Awesome feedback and I appreciate the super quick response.
Just for clarity for myself and all following this thread - Is the TLS-SNI challenge essentially dead, from here on forward, for all new issuances? I’m pretty sure I read in a different thread it was re-enabled for some of the “Big Boys”. I was under the impression that TLS-SNI challenges were only temporarily disabled.
Futhermore, if HTTP-01 and DNS challenges are the sole remaining options, if a new issuance is done via HTTP-01, will renews require HTTP-01 or will they default to the TLS-SNI challenge? If allowing port 80 was under my control, it would be. My PHBs also have excessively tight sphincters when it comes to security, which I get from a certain point of view.
I’m just trying to determine whether using the DNS challenge is the best fit long term for my situation.
This is true, though we are working with those large hosting providers to move them to HTTP-01, or to some possible future validation method that uses TLS but is more secure. Discussions about possible future methods are happening on the IETF ACME mailing list.
This was our original plan, but it changed as we learned more about the extent of the problem.
Renewals can happen under TLS-SNI, even if the original issuance was via HTTP-01. However, I'd definitely recommend against this as a strategy for long-term maintenance.
If you have the ability to automatically integrate the DNS challenge, it is generally a great choice. It works for situations where you have multiple servers serving the same hostname. It will also be required if you want to issue wildcard certificates once our v2 API launches.
IMO: Let’s Encrypt has been a great effort up until this point. A fantastic effort and service for test and dev environments.
However, I have informed customers to consider full service certificate providers again because of disruptions like this. Even before, users that make use of a CDN, such as CloudFlare, have to be offline to renew and recycle the web service. For those running high volume ecommerce sites, even a minute of downtime would pay for a cert from Comodo for several years.
As such, any AWS aMi STACX customer that is looking to remedy this issue need to perform the following:
~$ wget https://dl.eff.org/certbot-auto
~$ chmod a+x ./certbot-auto
sudo ./certbot-auto --apache -d example.com
Select Option [2] for http to https redirection
Contact support for any further assistance!

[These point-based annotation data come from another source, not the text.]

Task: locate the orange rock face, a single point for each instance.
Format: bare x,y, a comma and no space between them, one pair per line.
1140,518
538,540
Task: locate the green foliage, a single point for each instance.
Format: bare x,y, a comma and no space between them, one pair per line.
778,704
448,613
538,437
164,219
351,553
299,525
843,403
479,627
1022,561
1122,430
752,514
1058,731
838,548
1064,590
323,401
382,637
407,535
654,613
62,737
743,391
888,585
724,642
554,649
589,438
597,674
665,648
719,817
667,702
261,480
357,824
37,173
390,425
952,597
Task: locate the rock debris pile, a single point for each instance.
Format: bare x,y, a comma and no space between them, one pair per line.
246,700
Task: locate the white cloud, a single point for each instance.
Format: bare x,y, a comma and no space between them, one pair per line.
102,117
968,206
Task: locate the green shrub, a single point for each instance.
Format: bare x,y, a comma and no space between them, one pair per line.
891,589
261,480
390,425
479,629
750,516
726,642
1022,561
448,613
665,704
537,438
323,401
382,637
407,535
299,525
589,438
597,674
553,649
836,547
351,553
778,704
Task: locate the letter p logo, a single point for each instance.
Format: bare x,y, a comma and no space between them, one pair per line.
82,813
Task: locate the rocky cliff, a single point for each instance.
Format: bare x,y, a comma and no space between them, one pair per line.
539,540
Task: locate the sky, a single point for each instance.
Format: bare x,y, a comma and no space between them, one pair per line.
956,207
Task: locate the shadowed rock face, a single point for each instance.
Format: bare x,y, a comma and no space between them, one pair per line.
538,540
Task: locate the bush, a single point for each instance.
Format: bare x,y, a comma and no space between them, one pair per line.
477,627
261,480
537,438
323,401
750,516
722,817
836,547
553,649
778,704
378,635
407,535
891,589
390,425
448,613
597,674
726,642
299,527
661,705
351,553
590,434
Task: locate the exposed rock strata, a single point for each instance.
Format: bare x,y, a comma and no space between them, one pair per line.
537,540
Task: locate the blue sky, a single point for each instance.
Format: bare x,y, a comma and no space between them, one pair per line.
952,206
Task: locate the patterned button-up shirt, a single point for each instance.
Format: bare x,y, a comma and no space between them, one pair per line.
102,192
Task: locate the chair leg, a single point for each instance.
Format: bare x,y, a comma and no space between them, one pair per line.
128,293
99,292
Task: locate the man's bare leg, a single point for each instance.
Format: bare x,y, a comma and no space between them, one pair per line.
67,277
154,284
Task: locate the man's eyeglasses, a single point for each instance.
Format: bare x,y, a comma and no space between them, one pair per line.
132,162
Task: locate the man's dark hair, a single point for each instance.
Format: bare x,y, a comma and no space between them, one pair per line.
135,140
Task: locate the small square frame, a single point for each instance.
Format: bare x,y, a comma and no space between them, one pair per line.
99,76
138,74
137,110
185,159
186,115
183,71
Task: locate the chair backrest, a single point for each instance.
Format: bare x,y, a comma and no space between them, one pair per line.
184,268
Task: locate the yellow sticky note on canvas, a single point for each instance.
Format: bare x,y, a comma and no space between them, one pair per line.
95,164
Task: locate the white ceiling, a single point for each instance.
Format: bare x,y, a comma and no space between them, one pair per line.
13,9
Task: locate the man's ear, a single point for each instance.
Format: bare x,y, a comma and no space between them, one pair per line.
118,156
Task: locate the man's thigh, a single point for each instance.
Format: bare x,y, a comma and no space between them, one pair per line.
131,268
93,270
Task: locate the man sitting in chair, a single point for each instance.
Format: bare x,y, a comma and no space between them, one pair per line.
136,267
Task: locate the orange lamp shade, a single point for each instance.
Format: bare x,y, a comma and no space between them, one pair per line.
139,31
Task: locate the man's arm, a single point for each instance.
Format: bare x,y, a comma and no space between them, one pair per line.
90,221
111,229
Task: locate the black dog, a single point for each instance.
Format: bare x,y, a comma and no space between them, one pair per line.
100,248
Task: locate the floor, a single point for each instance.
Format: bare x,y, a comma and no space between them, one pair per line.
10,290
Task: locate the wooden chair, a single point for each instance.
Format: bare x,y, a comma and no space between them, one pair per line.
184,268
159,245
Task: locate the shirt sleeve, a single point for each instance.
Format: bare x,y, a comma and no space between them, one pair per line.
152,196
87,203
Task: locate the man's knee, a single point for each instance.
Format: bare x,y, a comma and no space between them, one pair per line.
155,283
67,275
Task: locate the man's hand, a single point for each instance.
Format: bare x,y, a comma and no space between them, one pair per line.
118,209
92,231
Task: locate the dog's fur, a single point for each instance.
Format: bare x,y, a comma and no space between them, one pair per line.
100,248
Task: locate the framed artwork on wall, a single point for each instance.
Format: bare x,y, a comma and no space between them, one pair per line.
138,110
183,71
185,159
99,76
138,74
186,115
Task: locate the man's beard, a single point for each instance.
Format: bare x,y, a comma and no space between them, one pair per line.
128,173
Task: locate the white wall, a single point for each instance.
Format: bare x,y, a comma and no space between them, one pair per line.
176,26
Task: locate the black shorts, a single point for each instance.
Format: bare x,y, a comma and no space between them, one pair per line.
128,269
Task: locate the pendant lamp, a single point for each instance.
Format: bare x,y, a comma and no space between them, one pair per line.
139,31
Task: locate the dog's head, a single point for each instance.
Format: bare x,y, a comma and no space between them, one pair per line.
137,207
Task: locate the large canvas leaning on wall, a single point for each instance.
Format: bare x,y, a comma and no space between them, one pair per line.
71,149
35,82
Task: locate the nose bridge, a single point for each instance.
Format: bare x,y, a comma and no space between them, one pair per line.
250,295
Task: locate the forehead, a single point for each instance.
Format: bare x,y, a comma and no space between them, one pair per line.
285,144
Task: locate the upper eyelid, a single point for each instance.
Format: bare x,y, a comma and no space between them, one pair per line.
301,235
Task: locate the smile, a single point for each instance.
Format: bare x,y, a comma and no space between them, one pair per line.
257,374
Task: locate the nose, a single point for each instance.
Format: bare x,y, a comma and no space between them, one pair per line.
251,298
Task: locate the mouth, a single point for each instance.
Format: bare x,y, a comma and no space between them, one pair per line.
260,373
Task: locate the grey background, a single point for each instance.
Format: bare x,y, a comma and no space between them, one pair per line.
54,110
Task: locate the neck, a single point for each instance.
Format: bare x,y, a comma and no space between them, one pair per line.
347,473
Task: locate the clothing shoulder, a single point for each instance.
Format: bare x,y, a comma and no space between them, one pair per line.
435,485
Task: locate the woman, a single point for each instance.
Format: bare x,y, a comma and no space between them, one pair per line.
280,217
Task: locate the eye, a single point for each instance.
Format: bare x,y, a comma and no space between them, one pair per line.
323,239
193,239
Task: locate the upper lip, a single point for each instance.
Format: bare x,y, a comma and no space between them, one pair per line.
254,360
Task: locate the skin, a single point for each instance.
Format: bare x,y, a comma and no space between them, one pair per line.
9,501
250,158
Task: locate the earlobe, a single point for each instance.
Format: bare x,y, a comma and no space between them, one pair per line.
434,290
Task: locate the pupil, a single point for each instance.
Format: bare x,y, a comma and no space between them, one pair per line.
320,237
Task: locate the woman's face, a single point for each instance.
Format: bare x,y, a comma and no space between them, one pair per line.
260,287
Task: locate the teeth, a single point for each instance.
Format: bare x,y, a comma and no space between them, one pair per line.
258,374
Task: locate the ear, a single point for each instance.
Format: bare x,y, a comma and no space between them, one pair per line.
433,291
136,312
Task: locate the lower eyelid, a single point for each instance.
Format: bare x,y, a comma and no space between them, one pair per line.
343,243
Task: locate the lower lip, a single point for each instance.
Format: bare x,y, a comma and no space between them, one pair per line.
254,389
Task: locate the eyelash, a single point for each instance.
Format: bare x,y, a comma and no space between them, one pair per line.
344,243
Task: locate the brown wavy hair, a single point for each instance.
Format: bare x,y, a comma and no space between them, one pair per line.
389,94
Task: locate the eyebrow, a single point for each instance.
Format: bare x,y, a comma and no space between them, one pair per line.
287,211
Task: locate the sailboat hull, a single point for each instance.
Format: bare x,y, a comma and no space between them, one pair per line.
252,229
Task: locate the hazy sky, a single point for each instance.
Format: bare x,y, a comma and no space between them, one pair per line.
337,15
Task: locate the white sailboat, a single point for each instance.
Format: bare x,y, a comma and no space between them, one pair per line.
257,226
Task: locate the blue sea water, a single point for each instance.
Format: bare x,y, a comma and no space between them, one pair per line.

We will look to remedy this in future stack releases.
I actually figured it out. So in UnRaid my docker container for LE was
forwarding port 80 to port 81. In my router i forwarded port 80
81local and the HTTP validation then worked. I have open VPN as well
but let's encrypt with Organizr is way too sweet to not have working.
Thanks for the response.
OK thanks for the notice! Since Debian Stretch (backports) still has an old version, 0.19 if I’m not wrong, I used the certbot-auto which works great. Thanks!
Even so, I created a symbolic link from /usr/bin/certbot to my certbot-auto location, so the certbot command is using the latest version (currently 0.21).
@bmw What’s the recommended channel for receiving notifications about pending or actual Certbot releases?
Sorry for my delayed response here.
Probably the best way to get announcements for Certbot releases is to subscribe to the certbot-dev mailing list. In theory, this list is also used for general Certbot development discussion but in practice it's mainly used for announcing releases as they happen. We also always make a post in the client-dev category of this forum, but that has a lot more additional traffic than Certbot announcements.
Tracking Certbot changes before they happen is a bit difficult as what changes in a release is usually pretty dynamic due to pull requests from outside contributors, bug reports, and changes in Certbot's dependencies, but the best way to try and do something like that is to watch Certbot's milestones. We make a milestone for each release and put the issues we're planning on closing in that release into the milestone.
Is there a reason why HTTP-01 can not be extended to use https/port 443 connection instead, where it just ignores the server certificate all together? This way for renewals it will ignore the expired certificate and for new certificates I could just use a temporary self-signed certificate for startup. This would take care of the issue where port 80 is blocked. I do not see how this would be any less secure than using a straight http connection.
Forgive me, if the answer has been already be answered but I am a newbie and I am not sure if I understood well. If I want to create a new certificate for a new domain (my VM is an Ubuntu server 16.04 Apache)
It may be worth updating this example to clarify that the backslash isn't actually part of the command... I get why it's there but it seems to be confusing some folks.